How you measure a beam angle
The light’s beam angle is the angle from peak light intensity to where it drops off to 50% of that peak. For most fittings, the maximum light is directly below the luminaire and the light then disperses out until it hits 50% of its peak. Everything below 50% is called spill light and the total angle of light distribution from peak to no light is called the field angle.
A graphic representation of a light’s beam angle is depicted in the illustration below.
Why do beam angles matter?
Controlling the light distribution and getting the light where you want it is just as important as how much light you generate. The main things that affect the beam angle are the height of the ceiling the fittings are mounted to and the spacing between the fittings.
One important part of my job is to ensure that we put the right fitting for the height of the ceiling and that they are spaced appropriately. This ensures that there is no spill light and the beam angles overlap so there is always 100% illumination on the workplane.
In general, in order to get uniform lighting:
- the higher the mounting height, the narrower the beam; and
- the wider the spacing, the wider the beam.
How you can change the beam angle
Beam angles are particularly relevant to high ceilings in industrial spaces which often have highbay lights. The easiest way to change the beam angle in this situation is to use a reflector which can disperse the light more or less depending on the height of the ceiling or the space between lights. This is why it is so important to have adaptable lights like our H-Flux Mk3 highbay which has five interchangeable reflectors for almost every situation.
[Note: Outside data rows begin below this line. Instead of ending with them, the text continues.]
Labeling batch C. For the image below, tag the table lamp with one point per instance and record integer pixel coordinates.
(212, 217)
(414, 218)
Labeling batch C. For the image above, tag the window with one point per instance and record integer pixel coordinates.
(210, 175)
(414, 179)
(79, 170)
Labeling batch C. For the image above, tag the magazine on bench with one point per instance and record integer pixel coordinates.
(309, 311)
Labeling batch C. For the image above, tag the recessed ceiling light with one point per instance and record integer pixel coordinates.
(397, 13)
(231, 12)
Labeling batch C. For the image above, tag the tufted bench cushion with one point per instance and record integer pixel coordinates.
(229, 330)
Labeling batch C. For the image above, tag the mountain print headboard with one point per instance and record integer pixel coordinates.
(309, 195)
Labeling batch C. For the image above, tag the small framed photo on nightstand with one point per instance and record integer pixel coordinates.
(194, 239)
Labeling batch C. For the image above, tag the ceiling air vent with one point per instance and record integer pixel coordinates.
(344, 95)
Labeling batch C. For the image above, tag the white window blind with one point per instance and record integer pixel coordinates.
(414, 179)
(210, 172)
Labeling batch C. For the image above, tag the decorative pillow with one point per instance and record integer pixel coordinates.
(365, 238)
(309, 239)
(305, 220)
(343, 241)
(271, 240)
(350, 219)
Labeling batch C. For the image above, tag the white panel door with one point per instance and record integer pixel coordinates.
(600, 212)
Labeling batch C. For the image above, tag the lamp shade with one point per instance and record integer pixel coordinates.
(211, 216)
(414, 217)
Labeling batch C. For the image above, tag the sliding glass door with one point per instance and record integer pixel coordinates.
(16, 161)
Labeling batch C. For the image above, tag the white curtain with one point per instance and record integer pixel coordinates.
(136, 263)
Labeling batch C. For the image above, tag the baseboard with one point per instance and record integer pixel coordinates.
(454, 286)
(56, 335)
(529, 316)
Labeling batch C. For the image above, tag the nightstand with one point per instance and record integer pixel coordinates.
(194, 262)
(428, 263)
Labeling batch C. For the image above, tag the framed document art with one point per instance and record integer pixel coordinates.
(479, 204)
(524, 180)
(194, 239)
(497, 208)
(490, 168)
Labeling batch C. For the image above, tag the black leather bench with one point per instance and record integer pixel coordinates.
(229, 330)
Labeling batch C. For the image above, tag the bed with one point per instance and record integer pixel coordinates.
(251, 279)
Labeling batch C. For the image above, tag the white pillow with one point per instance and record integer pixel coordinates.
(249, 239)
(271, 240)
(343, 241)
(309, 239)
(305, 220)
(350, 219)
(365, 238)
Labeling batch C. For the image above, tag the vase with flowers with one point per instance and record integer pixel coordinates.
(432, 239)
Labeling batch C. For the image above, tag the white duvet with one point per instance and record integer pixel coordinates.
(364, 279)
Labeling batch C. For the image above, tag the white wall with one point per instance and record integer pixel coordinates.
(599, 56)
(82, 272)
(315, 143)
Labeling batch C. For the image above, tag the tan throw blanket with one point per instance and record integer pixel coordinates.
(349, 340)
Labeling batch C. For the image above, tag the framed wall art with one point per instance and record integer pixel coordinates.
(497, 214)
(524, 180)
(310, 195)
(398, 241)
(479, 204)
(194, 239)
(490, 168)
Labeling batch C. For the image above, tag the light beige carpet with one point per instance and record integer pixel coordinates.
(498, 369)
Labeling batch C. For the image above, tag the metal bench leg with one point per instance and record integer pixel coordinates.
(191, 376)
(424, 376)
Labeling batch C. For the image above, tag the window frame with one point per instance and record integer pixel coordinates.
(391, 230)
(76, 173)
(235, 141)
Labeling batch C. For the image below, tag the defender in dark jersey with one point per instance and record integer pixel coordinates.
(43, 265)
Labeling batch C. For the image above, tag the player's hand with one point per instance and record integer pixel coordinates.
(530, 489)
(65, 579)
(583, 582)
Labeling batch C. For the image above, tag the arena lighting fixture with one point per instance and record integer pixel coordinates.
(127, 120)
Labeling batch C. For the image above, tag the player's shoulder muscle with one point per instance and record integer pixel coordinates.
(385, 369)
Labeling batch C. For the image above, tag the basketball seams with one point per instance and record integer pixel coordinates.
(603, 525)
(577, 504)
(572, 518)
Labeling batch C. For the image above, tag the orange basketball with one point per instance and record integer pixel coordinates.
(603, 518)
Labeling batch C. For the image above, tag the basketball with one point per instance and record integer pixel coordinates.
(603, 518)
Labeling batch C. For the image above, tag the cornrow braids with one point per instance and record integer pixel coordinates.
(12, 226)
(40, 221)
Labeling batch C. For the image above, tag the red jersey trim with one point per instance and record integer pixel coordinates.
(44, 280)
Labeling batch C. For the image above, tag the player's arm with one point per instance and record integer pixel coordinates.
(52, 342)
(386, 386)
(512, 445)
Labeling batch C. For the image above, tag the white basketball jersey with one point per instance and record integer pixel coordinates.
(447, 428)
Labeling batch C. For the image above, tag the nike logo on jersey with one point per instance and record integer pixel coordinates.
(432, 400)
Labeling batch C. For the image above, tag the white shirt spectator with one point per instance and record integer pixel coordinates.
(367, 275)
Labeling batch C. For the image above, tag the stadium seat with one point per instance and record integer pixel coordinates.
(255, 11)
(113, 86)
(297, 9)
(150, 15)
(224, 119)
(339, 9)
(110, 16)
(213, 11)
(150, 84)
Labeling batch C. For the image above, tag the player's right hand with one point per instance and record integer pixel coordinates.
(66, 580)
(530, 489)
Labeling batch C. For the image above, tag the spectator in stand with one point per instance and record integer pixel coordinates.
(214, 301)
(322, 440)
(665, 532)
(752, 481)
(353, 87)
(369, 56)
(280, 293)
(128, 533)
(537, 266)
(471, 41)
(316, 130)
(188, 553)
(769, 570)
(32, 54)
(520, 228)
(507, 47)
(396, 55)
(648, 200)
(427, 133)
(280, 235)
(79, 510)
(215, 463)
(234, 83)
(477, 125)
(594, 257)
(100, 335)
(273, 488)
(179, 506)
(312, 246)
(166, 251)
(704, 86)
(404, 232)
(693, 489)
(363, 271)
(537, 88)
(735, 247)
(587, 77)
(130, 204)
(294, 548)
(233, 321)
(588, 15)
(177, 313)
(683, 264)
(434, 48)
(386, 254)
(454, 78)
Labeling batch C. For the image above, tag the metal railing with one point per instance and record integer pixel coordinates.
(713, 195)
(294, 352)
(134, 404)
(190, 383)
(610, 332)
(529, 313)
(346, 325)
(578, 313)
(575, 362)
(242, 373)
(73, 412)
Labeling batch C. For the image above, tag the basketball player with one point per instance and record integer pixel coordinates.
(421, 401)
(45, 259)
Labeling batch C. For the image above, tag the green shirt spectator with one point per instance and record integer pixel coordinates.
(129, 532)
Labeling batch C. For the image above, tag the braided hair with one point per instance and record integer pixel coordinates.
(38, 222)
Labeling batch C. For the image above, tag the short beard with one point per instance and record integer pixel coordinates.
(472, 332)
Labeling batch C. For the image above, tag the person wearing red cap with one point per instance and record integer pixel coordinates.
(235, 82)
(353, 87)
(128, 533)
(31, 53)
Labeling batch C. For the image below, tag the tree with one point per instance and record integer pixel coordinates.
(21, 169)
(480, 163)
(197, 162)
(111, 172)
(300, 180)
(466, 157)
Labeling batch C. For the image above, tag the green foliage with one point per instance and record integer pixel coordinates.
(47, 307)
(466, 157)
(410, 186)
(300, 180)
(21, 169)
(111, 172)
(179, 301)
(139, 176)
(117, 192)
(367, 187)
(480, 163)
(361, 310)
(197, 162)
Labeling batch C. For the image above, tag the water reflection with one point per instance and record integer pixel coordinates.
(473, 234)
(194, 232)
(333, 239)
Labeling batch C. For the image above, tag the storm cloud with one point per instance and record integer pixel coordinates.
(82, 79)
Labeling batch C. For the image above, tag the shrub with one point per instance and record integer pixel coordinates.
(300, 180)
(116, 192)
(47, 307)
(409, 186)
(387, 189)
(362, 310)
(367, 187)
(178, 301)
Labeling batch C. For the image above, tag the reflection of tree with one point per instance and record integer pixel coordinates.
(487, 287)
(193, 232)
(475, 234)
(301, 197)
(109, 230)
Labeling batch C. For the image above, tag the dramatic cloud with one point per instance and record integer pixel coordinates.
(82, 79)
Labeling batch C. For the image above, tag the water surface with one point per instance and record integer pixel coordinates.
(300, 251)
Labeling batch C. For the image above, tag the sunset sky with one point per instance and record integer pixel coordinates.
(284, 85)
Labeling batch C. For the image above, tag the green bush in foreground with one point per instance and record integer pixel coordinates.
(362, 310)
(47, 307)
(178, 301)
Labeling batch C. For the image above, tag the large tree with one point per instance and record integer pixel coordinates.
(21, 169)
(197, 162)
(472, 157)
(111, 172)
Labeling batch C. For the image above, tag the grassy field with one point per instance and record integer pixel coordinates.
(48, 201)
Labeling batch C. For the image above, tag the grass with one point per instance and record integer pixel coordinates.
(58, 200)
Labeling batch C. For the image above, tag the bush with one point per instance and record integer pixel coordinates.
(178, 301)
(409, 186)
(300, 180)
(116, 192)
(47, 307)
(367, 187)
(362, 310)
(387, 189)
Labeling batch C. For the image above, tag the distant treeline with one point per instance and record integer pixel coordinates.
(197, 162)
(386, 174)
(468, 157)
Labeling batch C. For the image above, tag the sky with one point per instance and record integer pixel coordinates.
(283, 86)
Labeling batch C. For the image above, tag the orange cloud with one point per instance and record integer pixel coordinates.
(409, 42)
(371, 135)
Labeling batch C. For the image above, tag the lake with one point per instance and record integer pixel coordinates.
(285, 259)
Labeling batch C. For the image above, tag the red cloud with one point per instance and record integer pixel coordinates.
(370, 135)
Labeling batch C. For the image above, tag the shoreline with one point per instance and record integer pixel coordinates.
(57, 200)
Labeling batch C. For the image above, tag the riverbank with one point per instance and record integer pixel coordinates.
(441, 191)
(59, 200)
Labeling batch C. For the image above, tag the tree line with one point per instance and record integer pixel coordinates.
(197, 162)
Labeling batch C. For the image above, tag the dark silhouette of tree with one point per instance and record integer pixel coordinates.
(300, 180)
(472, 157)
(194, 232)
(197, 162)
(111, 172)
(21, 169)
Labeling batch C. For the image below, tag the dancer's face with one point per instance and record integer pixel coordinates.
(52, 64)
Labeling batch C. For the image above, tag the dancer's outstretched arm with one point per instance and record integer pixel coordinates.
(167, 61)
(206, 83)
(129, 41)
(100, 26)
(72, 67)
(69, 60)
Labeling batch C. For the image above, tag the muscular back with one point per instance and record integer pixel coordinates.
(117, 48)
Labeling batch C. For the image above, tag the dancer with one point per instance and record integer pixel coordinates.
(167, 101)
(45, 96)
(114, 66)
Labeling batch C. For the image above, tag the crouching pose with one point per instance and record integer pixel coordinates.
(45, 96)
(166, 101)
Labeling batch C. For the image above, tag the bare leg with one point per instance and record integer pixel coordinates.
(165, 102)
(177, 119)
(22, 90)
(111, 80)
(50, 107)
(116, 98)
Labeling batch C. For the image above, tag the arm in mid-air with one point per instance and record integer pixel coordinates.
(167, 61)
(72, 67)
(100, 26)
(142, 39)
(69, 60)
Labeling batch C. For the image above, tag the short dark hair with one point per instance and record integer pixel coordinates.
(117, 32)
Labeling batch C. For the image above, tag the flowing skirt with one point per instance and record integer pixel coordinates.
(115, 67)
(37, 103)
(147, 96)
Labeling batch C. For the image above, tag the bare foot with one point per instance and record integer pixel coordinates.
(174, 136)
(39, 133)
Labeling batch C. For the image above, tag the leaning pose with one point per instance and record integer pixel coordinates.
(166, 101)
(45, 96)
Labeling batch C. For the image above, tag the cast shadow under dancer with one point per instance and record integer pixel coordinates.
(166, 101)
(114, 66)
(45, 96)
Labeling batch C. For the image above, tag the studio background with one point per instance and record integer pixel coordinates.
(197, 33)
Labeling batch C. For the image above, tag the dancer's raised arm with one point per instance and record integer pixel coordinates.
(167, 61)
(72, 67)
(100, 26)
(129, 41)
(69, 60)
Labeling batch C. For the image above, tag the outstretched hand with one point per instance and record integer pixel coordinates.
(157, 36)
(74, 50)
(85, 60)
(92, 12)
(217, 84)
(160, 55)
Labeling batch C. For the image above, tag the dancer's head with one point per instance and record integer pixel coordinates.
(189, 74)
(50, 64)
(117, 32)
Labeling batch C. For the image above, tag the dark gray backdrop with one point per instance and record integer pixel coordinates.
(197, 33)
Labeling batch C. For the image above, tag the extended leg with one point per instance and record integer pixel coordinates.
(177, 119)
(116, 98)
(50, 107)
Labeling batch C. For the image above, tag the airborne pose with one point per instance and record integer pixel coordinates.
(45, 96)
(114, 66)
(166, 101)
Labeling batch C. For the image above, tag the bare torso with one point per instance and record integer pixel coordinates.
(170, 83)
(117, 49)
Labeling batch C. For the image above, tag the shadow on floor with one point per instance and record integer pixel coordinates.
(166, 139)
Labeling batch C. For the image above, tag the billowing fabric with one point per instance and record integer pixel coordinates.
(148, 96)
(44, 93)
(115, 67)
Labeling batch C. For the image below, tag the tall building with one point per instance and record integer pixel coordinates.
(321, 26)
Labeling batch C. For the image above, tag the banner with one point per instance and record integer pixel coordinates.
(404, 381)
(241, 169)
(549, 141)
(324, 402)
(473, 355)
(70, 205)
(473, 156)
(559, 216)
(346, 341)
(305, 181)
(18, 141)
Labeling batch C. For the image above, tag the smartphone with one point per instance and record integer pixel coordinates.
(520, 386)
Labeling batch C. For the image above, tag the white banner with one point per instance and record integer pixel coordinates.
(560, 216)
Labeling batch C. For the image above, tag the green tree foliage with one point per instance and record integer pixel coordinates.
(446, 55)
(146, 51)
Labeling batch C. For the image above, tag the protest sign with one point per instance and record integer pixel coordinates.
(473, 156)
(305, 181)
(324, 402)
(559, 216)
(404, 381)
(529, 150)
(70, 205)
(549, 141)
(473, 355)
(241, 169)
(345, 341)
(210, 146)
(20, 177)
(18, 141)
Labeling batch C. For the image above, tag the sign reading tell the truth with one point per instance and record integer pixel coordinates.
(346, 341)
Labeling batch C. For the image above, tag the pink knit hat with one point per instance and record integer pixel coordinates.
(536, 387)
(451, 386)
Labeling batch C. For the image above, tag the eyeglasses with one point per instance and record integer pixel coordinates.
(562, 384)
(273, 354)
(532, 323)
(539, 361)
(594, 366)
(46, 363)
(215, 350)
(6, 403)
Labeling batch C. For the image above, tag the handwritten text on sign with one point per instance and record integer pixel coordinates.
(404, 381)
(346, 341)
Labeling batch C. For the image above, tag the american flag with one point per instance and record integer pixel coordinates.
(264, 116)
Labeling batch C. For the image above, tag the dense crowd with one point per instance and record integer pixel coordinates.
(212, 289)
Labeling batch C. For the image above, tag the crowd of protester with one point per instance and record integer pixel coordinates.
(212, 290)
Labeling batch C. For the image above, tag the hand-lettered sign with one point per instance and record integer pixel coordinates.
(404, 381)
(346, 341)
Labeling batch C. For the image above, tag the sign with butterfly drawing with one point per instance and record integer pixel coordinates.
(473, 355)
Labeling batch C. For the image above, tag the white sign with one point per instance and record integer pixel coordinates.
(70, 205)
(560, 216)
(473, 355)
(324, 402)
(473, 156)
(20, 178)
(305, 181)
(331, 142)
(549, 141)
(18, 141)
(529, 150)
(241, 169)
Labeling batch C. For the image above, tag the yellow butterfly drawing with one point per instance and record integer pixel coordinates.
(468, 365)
Other LED highbays, such as the UFO, don’t have changeable beam angles and therefore aren’t flexible for non-standard spaces.
You can also change a lens on a chip itself usually used in floodlighting to alter the beam angle.
When looking to upgrade your existing lighting to LED or if you’re building from scratch, make sure you employ an experienced lighting designer at the start of the process. Not only will they recommend the right light for your space, they will ensure you conform to AS/NZS 1680 requirements, so you do it right the first time.